Was möchten Sie mit dem Buch „Happy Family“ erreichen?

Ich kenne viele Familien, die in der Stressfalle sitzen und nicht wissen, warum. Das Buch bietet die Möglichkeit, die eigene Situation zu reflektieren und all das abzustellen, was nur Zeit frisst und uns unglücklich macht. Warum tun wir, was wir tun? Warum suchen wir ständig nach Ablenkung, warum posten wir Fotos unserer Kinder, warum rennen wir schon mit Babys zum Musikgarten? Die meisten Familien leben zu sehr im Außen und setzen sich dadurch unter Druck. Wir sollten ehrlich mit uns sein. Basteln wir am Kindergeburtstag mit den kleinen Gästen ein Steckenpferd, weil uns das Spaß macht oder weil wir die anderen Eltern mit unserer Kreativität und Planungskompetenz beeindrucken wollen?

 

Wer sollte Ihr Buch lesen?

In erster Linie könnten vor allem die Mütter profitieren. Denn sie sind es, die die Hauptlast der Familienarbeit tragen und sich in erster Linie um Erziehung, Alltagsgestaltung und Freizeitplanung kümmern. Aber ich habe die Erfahrung gemacht, dass auch Väter, Großeltern, Frauenärzte, Erzieher und Lehrer beim Lesen einige Aha-Momente haben. Jeder, der Familie hat oder mit Familien arbeitet, wird sich zumindest in Teilen wiedererkennen.

 

Heutzutage kann man sich fast alles leisten, da sind Erlebnisse  - ob nun alleine oder in der Gruppe/Familie - die wahre Währung und auf Instagram visuell aufbereitete Erlebnisse die Königsklasse. Warum sollte man sich davon freimachen und wie kann das gelingen?

Schöne Erlebnisse, gemeinsame Feste und Urlaubsreisen sind etwas Tolles und machen unser Leben reich. Aber wir finden oftmals nicht mehr das richtige Maß, sondern hecheln von einem Höhepunkt zum nächsten und versuchen, jedes Ereignis zu etwas Besonderem zu machen, vom Heiratsantrag bis zum Wochenendausflug. In dem Bemühen, jeden an unserem Glück teilhaben zu lassen, verpassen wir die Schönheit des Moments. Ein Beispiel: Eine Hebamme erzählte mir von einem Elternpaar, das sich im Kreißsaal schrecklich aufregte, weil es kein WLAN gab. Sie wollten unbedingt gleich nach der Geburt Bilder des Babys posten. Als das nicht gelang, fing die frisch gebackene Mutter vor lauter Enttäuschung zu weinen an. Dabei hielt sie doch ein völlig gesundes Kind im Arm. Ich kann nur jedem raten, sich selbst ehrlich zu befragen, was er wirklich für sich selbst oder für den Beifall des Umfelds tut. 100 Likes für ein Baby-Foto sind eine kurzfristig wirksame Droge, glücklich machen sie nicht.

Bianca Kellner-Zotz

Welche seelische Entwicklung nehmen Kinder, die von klein auf via Instagram von Fremden „beglotzt“ werden und dafür ungefragt in Szene gesetzt werden?

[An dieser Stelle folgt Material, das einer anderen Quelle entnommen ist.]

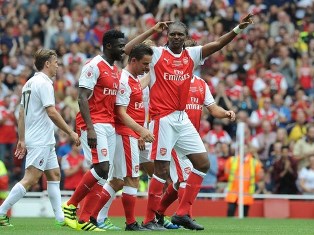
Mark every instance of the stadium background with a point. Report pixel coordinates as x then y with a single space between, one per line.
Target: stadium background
240 75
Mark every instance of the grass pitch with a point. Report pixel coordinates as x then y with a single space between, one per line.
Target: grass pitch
215 226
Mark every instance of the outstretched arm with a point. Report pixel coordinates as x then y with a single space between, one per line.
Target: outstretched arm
159 27
212 47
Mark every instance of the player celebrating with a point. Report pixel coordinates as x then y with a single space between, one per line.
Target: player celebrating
199 96
37 117
172 71
98 86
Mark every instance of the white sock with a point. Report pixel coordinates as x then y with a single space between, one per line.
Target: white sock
53 189
16 193
103 213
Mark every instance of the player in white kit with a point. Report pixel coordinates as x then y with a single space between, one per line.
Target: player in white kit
171 73
37 117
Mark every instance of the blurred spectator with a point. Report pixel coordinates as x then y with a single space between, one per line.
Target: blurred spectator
283 112
265 139
297 129
285 173
306 178
8 130
263 114
275 79
217 134
253 172
304 148
74 167
245 102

Ich bin keine Psychologin, sondern Kommunikationswissenschaftlerin, deshalb frage ich mich, welche Auswirkungen es auf Kinder hat, wenn sie ununterbrochen mit Medien bespaßt werden und wahrnehmen, dass auch die Eltern mehr Freude daran haben, im Internet zu surfen als mit ihnen zu spielen. Ich bin überzeugt davon, dass sich ihre Bewertungsmaßstäbe an der Logik der Massenmedien orientieren. Was nicht spannend, aufregend oder spektakulär ist, hat keinen Wert – und wird weggeklickt. Im Ergebnis dreht sich die Aufmerksamkeitsspirale immer weiter. Ich habe Kleinkinder gesehen, die versuchen, die Seiten eines Bilderbuches weiterzuwischen, und ich kenne Abiturienten, die nicht in der Lage sind, einen Text von mehr als 10 Seiten zu lesen, geschweige denn zu verstehen. Eine Gesellschaft, die die Fähigkeit zur intrinsischen Motivation verliert, ist nicht zukunftsfähig.

 

Welchen Einfluss auf Jugendliche haben die Schönheits-Maßstäbe, die auf Instagram gesetzt werden?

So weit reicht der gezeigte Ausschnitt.